Governador afirmou que estado de saúde do ex-presidente exige “amparo familiar” e comentou sobre a decisão judicial que desconsiderou essa alternativa
O governador de São Paulo, Tarcísio de Freitas (Republicanos), defendeu nesta sexta-feira (16) que o ex-presidente Jair Bolsonaro cumpra prisão domiciliar, alegando preocupações com o estado de saúde do aliado.
A fala foi feita um dia após o ministro Alexandre de Moraes determinar a transferência do ex-presidente da sala da Polícia Federal (PF) em Brasília para o Complexo Penitenciário da Papuda, conhecida como “Papudinha”, no Distrito Federal.

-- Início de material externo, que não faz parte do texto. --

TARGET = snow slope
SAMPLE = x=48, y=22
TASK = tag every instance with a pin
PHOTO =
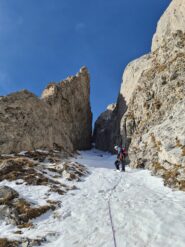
x=144, y=212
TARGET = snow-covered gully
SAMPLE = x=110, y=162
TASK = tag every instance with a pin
x=109, y=209
x=144, y=212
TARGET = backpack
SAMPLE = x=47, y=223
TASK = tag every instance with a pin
x=122, y=154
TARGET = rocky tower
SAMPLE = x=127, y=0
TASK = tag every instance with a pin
x=154, y=91
x=60, y=119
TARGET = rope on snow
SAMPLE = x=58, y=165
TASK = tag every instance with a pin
x=110, y=211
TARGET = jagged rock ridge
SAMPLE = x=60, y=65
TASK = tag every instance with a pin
x=153, y=88
x=60, y=119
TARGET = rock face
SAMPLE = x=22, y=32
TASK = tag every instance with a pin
x=153, y=87
x=107, y=127
x=60, y=119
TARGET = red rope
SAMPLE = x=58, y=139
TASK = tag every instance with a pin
x=110, y=212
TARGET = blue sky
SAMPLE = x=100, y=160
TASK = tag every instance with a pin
x=43, y=41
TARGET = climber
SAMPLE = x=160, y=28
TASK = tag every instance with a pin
x=121, y=158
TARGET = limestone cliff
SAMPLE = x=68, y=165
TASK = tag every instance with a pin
x=60, y=119
x=154, y=90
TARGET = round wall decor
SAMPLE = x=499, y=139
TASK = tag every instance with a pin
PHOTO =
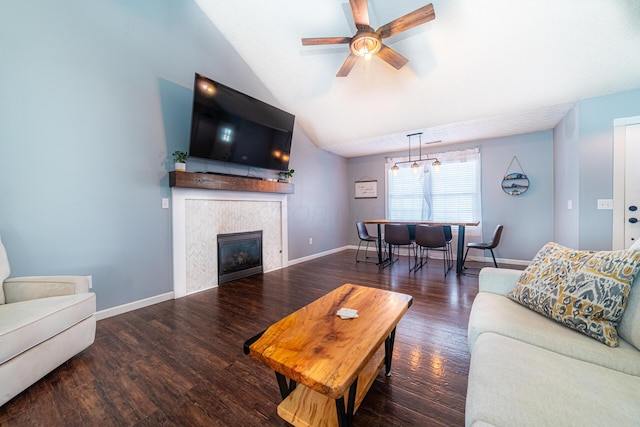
x=515, y=183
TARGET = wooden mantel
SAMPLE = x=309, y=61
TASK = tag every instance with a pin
x=210, y=181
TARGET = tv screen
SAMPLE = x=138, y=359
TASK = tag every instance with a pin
x=229, y=126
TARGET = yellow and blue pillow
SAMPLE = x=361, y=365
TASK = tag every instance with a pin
x=584, y=290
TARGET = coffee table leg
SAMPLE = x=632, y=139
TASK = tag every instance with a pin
x=388, y=352
x=345, y=418
x=285, y=389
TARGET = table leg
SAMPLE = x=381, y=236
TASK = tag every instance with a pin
x=345, y=417
x=388, y=352
x=379, y=244
x=460, y=249
x=285, y=389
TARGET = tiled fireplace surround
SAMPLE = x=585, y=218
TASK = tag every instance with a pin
x=199, y=215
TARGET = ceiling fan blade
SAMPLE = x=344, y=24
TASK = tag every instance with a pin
x=392, y=57
x=360, y=10
x=311, y=41
x=347, y=65
x=410, y=20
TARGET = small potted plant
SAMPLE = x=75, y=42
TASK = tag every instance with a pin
x=289, y=174
x=180, y=160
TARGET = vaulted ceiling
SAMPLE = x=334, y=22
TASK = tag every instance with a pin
x=481, y=69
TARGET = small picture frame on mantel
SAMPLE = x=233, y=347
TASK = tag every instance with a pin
x=366, y=189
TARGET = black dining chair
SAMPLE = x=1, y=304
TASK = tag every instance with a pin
x=490, y=245
x=396, y=235
x=432, y=238
x=448, y=236
x=363, y=234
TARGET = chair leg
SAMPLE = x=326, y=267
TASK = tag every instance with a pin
x=464, y=260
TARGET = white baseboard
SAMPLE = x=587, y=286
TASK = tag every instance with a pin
x=318, y=255
x=404, y=252
x=124, y=308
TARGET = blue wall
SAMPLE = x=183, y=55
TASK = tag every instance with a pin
x=93, y=95
x=583, y=159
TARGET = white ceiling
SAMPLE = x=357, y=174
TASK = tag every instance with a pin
x=481, y=69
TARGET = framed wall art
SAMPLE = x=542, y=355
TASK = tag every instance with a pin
x=366, y=189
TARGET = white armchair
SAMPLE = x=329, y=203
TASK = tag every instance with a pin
x=44, y=321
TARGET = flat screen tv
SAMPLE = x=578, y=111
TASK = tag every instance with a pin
x=229, y=126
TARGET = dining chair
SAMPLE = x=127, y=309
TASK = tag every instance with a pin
x=490, y=245
x=363, y=234
x=396, y=235
x=432, y=238
x=448, y=236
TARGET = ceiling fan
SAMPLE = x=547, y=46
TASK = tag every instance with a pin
x=366, y=42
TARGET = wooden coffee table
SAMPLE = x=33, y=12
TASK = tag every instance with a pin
x=330, y=362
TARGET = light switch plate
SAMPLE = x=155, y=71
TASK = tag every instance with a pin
x=605, y=203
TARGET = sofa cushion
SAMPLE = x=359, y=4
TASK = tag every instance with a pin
x=629, y=326
x=586, y=291
x=493, y=313
x=4, y=269
x=28, y=323
x=513, y=383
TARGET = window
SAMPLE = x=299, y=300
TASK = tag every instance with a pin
x=450, y=194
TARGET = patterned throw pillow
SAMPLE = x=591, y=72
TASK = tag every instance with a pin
x=586, y=291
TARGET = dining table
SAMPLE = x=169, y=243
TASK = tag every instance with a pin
x=461, y=230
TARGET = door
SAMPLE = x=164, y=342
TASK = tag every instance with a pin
x=632, y=186
x=626, y=182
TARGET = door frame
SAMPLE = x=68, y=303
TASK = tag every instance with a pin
x=619, y=160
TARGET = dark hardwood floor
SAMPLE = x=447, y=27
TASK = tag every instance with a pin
x=180, y=363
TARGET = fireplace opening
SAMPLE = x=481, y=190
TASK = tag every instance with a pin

Na coletiva de imprensa em Cubatão, na Baixada Santista, Tarcísio disse que o pedido vem sendo tratado desde o fim do ano passado e voltou a pressionar pela mudança do regime de custódia. Segundo o governador, Bolsonaro enfrenta problemas crônicos de saúde, já tendo passado por ao menos 12 cirurgias:
“Ele tem refluxo, sofre com soluço e precisamos de um amparo familiar”, disse Tarcísio, que demonstrou desconforto com a decisão judicial que determinou a ida do ex-presidente à unidade da Papuda, no Distrito Federal.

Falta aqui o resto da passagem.